A lawsuit alleging that an Applebee’s restaurant in Bismarck, North Dakota permitted its restaurant general manager to create a pattern and practice of sexual harassment and retaliation against employees was resolved by a consent decree approved by U.S. District Judge Daniel L. Hovland on September 2, 2011. Under the terms of the decree reached with the EEOC, the restaurant will pay out $1 million in compensatory damages to seventeen female employees who were subjected to sexual harassment and retaliation during their employment. The decree also requires that the restaurant implement a training program to enable Applebee’s employees to identify sexual harassment and properly investigate internal complaints.

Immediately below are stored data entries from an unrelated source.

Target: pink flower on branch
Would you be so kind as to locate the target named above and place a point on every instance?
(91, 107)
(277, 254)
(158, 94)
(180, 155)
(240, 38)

The lawsuit claimed that between 2002 and the end of 2007, Applebee’s General Manager, Mike Cordova, regularly groped female employees, solicited sexual relations, and exposed himself. He also allegedly exposed female employees to pornography, told sexually explicit stories and jokes, made highly personalized sexual comments designed to demean and humiliate female employees, and on at least one occasion, allegedly coerced an employee into giving him oral sex in exchange for a raise. The EEOC’s lawsuit alleged that despite repeated complaints by employees and customers, Applebee’s failed to discipline or stop Cordova’s behavior. Five women previously employed at the same location then filed charges of discrimination with the EEOC.
John Rowe, Director of the EEOC’s Chicago District, said in a press release, “This case demonstrates in a rather emphatic way that sexual harassment is still a challenge for women at some of our best known neighborhood businesses.” Sexual harassment, and retaliation for complaining about it, violates Title VII of the Civil Rights Act of 1964.